[clang] [analyzer] Don't assume third iteration in loops (PR #119388)

Fri Dec 20 08:27:00 PST 2024

NagyDonat wrote:

> > [...] To fix this problem, it would be sufficient to e.g. ensure that evalEagerlyAssumeBifurcation sets LastEagerlyAssumeBifurcationAt to nullptr [...]
> 
> Sounds good to me. Let's zero it out after it's "used"/"consumed".

I took a different approach (which was already mostly implemented when I've seen this suggestion): I'm setting the stored `Expr *` to nullpointer when I encounter an `EagerlyAssume` which does not succeed (i.e. at most one branch is feasible). I also added a dedicated test file which shows that this change works (and demonstrates other features and limitations of the commit).

> > [...] there might be better solutions to implement this "did EagerlyAssume split the state right now directly before this processBranch callback?" check that I need. (E.g. perhaps we could walk a few steps backwards on the ExplodedGraph -- but I don't know what kinds of nodes should I expect and I'm afraid that what I could write would run into pitfalls in unusual cases.)
> 
> Yes, it could get messy.

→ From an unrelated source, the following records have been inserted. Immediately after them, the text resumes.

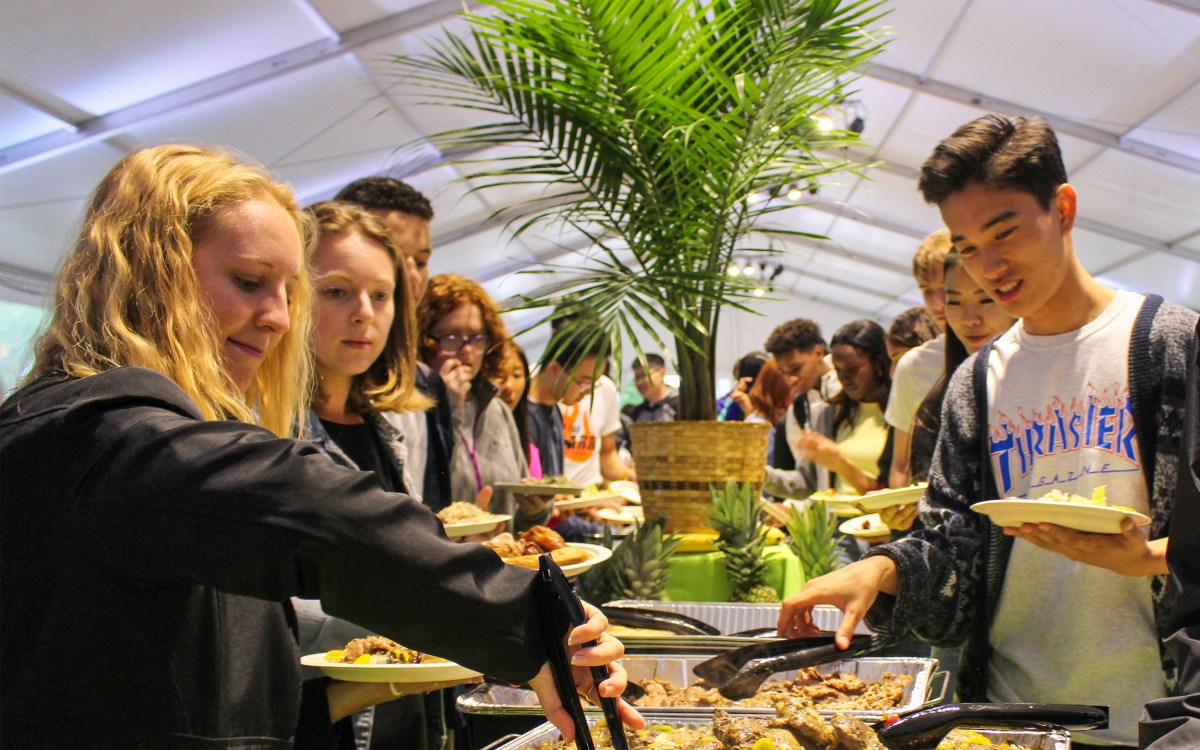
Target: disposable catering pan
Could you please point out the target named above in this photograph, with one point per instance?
(729, 618)
(490, 700)
(1048, 739)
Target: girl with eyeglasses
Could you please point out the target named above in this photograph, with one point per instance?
(460, 336)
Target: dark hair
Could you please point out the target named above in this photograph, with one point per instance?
(749, 366)
(912, 328)
(868, 337)
(521, 413)
(653, 360)
(997, 151)
(387, 195)
(795, 335)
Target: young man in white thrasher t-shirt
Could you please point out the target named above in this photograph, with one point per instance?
(1047, 613)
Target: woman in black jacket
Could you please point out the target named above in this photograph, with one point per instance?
(156, 519)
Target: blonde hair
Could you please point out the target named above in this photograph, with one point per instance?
(127, 294)
(931, 255)
(390, 383)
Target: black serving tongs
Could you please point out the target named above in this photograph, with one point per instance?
(738, 673)
(924, 729)
(561, 611)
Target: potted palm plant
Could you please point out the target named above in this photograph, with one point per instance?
(654, 125)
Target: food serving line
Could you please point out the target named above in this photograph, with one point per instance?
(672, 643)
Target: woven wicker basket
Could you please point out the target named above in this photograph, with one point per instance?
(678, 461)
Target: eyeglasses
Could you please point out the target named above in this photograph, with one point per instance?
(453, 343)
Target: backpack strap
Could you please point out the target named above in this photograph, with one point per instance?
(979, 385)
(1145, 387)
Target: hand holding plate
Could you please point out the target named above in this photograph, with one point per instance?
(1128, 553)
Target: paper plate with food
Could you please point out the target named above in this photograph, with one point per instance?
(628, 490)
(525, 550)
(625, 514)
(591, 497)
(376, 659)
(865, 527)
(1073, 511)
(465, 519)
(838, 504)
(877, 501)
(544, 485)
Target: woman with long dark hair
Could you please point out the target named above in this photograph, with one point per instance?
(847, 439)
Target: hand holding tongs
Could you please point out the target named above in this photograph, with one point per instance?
(739, 672)
(562, 611)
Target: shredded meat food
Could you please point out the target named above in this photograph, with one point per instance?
(837, 691)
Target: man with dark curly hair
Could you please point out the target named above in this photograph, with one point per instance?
(406, 211)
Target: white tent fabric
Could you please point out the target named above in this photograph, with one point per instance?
(305, 87)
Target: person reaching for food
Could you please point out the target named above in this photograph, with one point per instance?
(155, 507)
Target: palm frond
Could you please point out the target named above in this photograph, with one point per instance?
(653, 121)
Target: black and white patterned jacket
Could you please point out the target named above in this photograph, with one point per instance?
(952, 573)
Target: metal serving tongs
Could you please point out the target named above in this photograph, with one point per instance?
(738, 673)
(561, 611)
(923, 729)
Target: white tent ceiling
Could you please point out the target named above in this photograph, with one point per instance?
(305, 87)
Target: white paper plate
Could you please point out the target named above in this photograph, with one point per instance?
(435, 672)
(627, 514)
(591, 501)
(865, 527)
(628, 489)
(523, 489)
(874, 502)
(474, 527)
(599, 555)
(1093, 519)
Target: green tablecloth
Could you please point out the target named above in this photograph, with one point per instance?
(700, 576)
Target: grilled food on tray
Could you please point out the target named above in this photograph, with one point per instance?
(377, 649)
(970, 739)
(523, 550)
(796, 726)
(837, 691)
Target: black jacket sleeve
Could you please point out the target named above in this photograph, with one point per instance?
(129, 477)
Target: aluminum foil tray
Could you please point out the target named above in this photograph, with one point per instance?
(1037, 741)
(489, 699)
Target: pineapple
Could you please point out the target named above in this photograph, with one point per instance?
(637, 568)
(810, 534)
(735, 515)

For instance if we have multiple parent nodes due to a merge. Let's not do traversals.

OK, if you say so, I'm very happy to avoid it :grinning: 

> I'm good with the change once the last remark is fixed. BTW have you measured the running time implications of this patch? How much we spare?

I don't expect running _time_ implications, because as we discard these execution paths, the analyzer will traverse other execution paths instead of them -- so the performance gains should appear as "more results" instead of "faster analysis". Unfortunately the improvements that I hoped didn't appear in the experimental results: the "final" version of this commit doesn't produce significantly more results compared to the "intermediate" version which just suppresses the results (after "wasting time" on traversing the unjustified paths).

I think we don't see visible performance improvements because my observation that "difference between 2 or 3 iterations is irrelevant on the later parts of the execution path" does not imply that we can save a significant amount of calculations by driving each of those paths through 2 iterations (instead of roughly half 2 iterations, half 3 iterations) -- because those paths differ in many assumptions, so we cannot merge them even if we ignore the iteration count in that particular loop.

Additionally, my measurements are on stable open source projects, where real results are much rarer than false positives (even on stable checkers), so the number of results that we get is an imperfect and somewhat noisy proxy of the actual improvements.

https://github.com/llvm/llvm-project/pull/119388